[The Grandissimes by George Washington Cable]@TWC D-Link book
The Grandissimes

CHAPTER XLI
3/11

But he saw neither its figures nor its words.

The interrogation, "Surrender Fausse Riviere ?" appeared to hang between his eyes and the paper, and when his resolution tried to answer "Yes," he saw red flags; he heard the auctioneer's drum; he saw his kinsmen handing house-keys to strangers; he saw the old servants of the great family standing in the marketplace; he saw kinswomen pawning their plate; he saw his clerks (Brahmins, Mandarins, Grandissimes) standing idle and shabby in the arcade of the Cabildo and on the banquettes of Maspero's and the Veau-qui-tete; he saw red-eyed young men in the Exchange denouncing a man who, they said, had, ostensibly for conscience's sake, but really for love, forced upon the woman he had hoped to marry a fortune filched from his own kindred.
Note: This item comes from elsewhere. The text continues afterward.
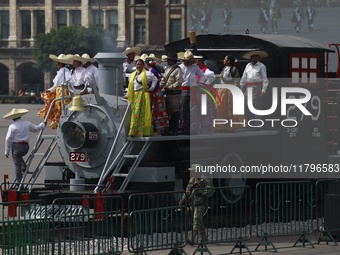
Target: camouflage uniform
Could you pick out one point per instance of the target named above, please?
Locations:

He saw the junto of doctors in Frowenfeld's door charitably deciding him insane; he saw the more vengeful of his family seeking him with half-concealed weapons; he saw himself shot at in the rue Royale, in the rue Toulouse, and in the Place d'Armes: and, worst of all, missed.
But he wiped his forehead, and the writing on the paper became, in a measure, visible.

He read: Total mortgages on the lands of all the Grandissimes $-- Total present value of same, titles at buyers' risk -- Cash, goods, and accounts -- Fausse Riviere Plantation account -- There were other items, but he took up the edge of the paper mechanically, pushed it slowly away from him, leaned back in his chair and again laid his hands upon his face.
"Suppose I retain Fausse Riviere," he said to himself, as if he had not said it many times before.
Then he saw memoranda that were not on any paper before him--such a mortgage to be met on such a date; so much from Fausse Riviere Plantation account retained to protect that mortgage from foreclosure; such another to be met on such a date--so much more of same account to protect it.

He saw Aurora and Clotilde Nancanou, with anguished faces, offering woman's pleadings to deaf constables.